A defesa da família da policial divulgou uma imagem do local da morte. A fotografia foi tratada para preservar o corpo da vítima, mas mostra a mão de Gisele segurando a pistola de onde teria partido o disparo. Segundo os advogados, a posição da arma não seria compatível com um suicídio.
De acordo com a análise preliminar da defesa, se o disparo tivesse sido feito pela própria policial, a arma provavelmente teria caído e se afastado do corpo. Na imagem, no entanto, a pistola aparece firme na mão da vítima, ao lado do corpo.
Com a exumação autorizada, peritos devem realizar uma nova análise para determinar a distância do disparo. As marcas deixadas na cabeça da policial podem indicar se o tiro foi efetuado por ela mesma ou por outra pessoa.

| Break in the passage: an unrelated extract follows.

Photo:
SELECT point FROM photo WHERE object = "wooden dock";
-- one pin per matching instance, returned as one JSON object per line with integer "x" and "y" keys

O marido de Gisele, o tenente-coronel da Polícia Militar Geraldo Leite Rosa Neto, de 53 anos, relatou à polícia que encontrou a esposa já morta dentro do apartamento. Ele afirmou ainda que tomou banho antes de ir à delegacia registrar o caso.
A família da policial afirma que ela vivia um relacionamento abusivo e relatou episódios de violência psicológica. O oficial pediu afastamento da Polícia Militar após a morte da esposa. Até o momento, ele não é tratado como suspeito pela investigação.
A previsão é que a nova perícia no corpo da policial comece neste sábado.